Omaggio a Natalino Otto a Moneglia con la figlia Silvia
La serata si terrà alle ore 21.30 in Piazza XX Settembre
Natalino Otto è stato il precursore di tutto un modo nuovo di fare canzone in Italia: una canzone arguta, al passo con i tempi, imparentata con i cosiddetti ritmi sincopati di matrice americana, quindi jazzistica. In America c’era stato, giovanissimo, e se n’era innamorato. Aveva avuto anche l’impulso di rimanerci, ma poi, lui genovese di Cogoleto, era tornato in Italia, portandosi dietro quel bagaglio e diffondendolo, fin dai primissimi anni Quaranta.
Qualche mese fa sua figlia (sua e di Flo Sandon’s) ha dato alle stampe un magnifico cofanetto con dentro un libro di grande formato (e pieno di foto, spesso rare), due CD e tre DVD. Lei si chiama Silvia Codognotto Sandon, avendo voluto – più che legittimamente – riunire i cognomi – “al secolo”, come si dice – di entrambi i suoi illustri genitori, e verrà a presentarlo a Moneglia, conversando con Alberto Bazzurro, firma storica di Musica Jazz (e altro), che sul numero di febbraio del mensile di cui sopra ha dedicato a Slivia, e per suo tramite a Natalino, e pure a Flo, una lunga intervista, illustrata da alcune delle più belle foto del volume, che s’intitola La classe degli asini (COA The Dreambuster Publisher) come una dei brani più noti (certamente il più – diciamo così – fragrante, per più versi paradigmatico: “Signorina Maccabei, dica lei, dove sono i Pirenei?”) del grande Natalino Otto.

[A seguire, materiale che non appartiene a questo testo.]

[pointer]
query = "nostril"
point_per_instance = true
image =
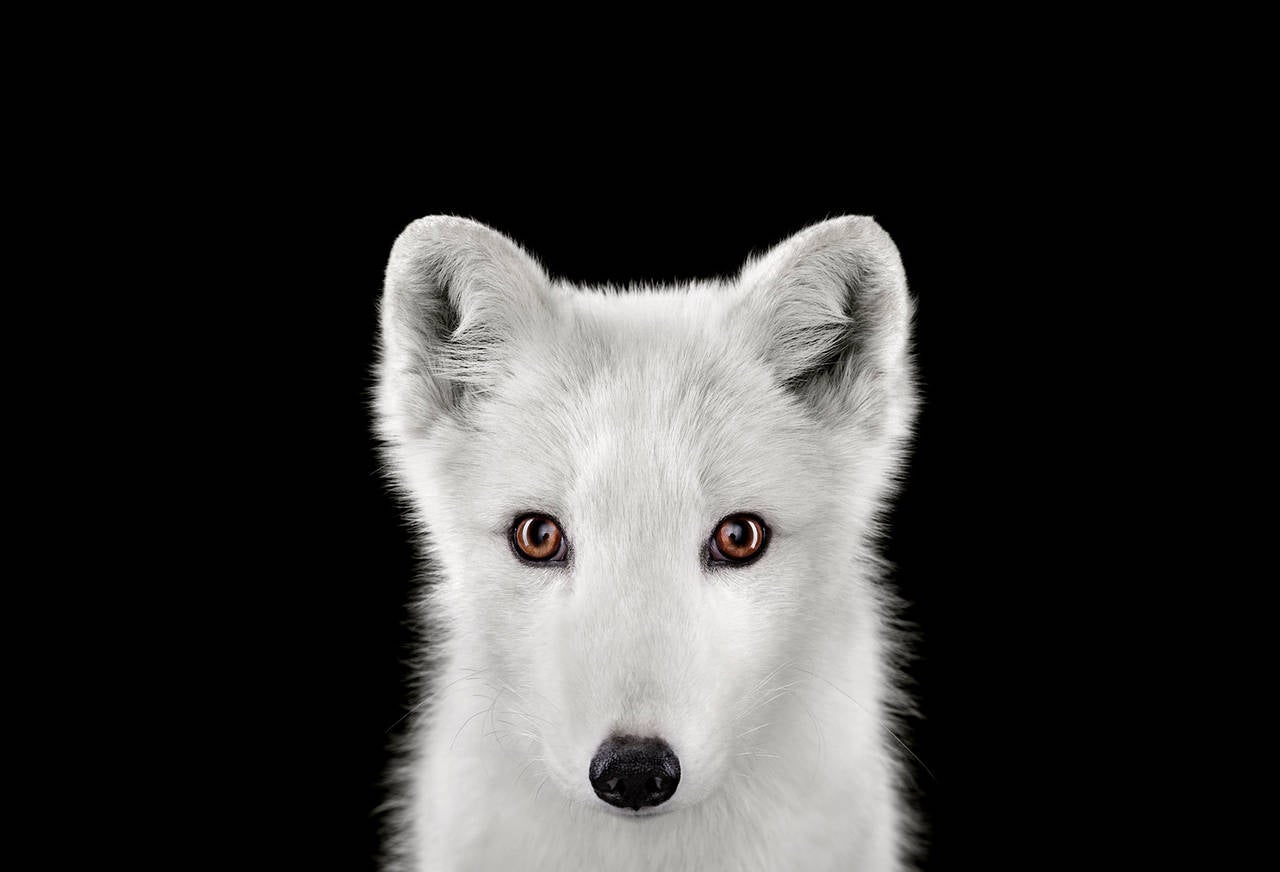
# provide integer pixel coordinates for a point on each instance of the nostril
(634, 772)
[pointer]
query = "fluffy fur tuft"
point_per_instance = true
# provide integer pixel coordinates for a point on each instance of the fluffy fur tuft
(638, 419)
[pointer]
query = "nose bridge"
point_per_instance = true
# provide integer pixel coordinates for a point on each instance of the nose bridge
(635, 606)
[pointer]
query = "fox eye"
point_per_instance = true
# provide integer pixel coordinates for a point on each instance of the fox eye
(737, 539)
(539, 538)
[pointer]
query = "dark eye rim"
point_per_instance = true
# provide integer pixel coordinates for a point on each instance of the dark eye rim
(713, 556)
(558, 558)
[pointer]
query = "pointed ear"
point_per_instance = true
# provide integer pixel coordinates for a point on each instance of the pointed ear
(457, 296)
(830, 311)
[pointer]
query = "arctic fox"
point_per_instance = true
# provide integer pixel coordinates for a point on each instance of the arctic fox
(659, 639)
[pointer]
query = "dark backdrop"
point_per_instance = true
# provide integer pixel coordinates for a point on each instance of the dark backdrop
(329, 566)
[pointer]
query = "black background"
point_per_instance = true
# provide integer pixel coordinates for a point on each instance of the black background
(327, 566)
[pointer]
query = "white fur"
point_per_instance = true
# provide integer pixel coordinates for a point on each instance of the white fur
(639, 419)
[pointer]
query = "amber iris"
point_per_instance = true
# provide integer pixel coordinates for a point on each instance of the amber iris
(737, 538)
(539, 538)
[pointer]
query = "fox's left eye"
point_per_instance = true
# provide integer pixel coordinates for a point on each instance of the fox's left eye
(737, 539)
(539, 538)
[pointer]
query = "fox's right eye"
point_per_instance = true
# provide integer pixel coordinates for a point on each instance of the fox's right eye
(538, 538)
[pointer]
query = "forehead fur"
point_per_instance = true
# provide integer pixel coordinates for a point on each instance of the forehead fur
(643, 393)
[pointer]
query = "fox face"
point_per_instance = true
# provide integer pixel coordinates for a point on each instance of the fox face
(643, 506)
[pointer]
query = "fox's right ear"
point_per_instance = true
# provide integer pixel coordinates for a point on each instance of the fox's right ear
(457, 295)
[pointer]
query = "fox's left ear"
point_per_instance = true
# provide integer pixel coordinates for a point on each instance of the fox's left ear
(828, 309)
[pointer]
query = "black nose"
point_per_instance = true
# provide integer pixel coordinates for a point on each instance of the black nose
(631, 772)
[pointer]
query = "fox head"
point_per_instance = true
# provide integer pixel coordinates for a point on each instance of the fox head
(643, 505)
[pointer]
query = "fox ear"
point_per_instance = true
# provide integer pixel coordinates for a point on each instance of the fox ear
(830, 311)
(457, 293)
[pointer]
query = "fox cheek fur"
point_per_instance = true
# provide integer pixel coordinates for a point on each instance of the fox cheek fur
(753, 701)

Dall’intervista in oggetto, estraiamo il passo in cui Silvia introduce la figura artistica di suo padre: “Natalino è nato come batterista, ruolo svolto fino al 1937, tenendo conto che nel novembre 1932, quando di anni ne aveva venti scarsi, si è imbarcato sul Conte di Savoia, con cui nei tre anni seguenti ha compiuto la bellezza di trentaquattro traversate atlantiche, Non era però ancora Natalino Otto: non cantava, non sapeva che mestiere avrebbe fatto nella vita. Ogni volta che tornava dall’America, però, la sua valigia era piena dei dischi che comprava, oltre ad andare in tutti i posti dove si suonava jazz”. Una bella storia, no? E non è che l’inizio di un lungo viaggio, che nell’incontro di Moneglia verrà approfondito a dovere. Gli elementi non mancano di certo.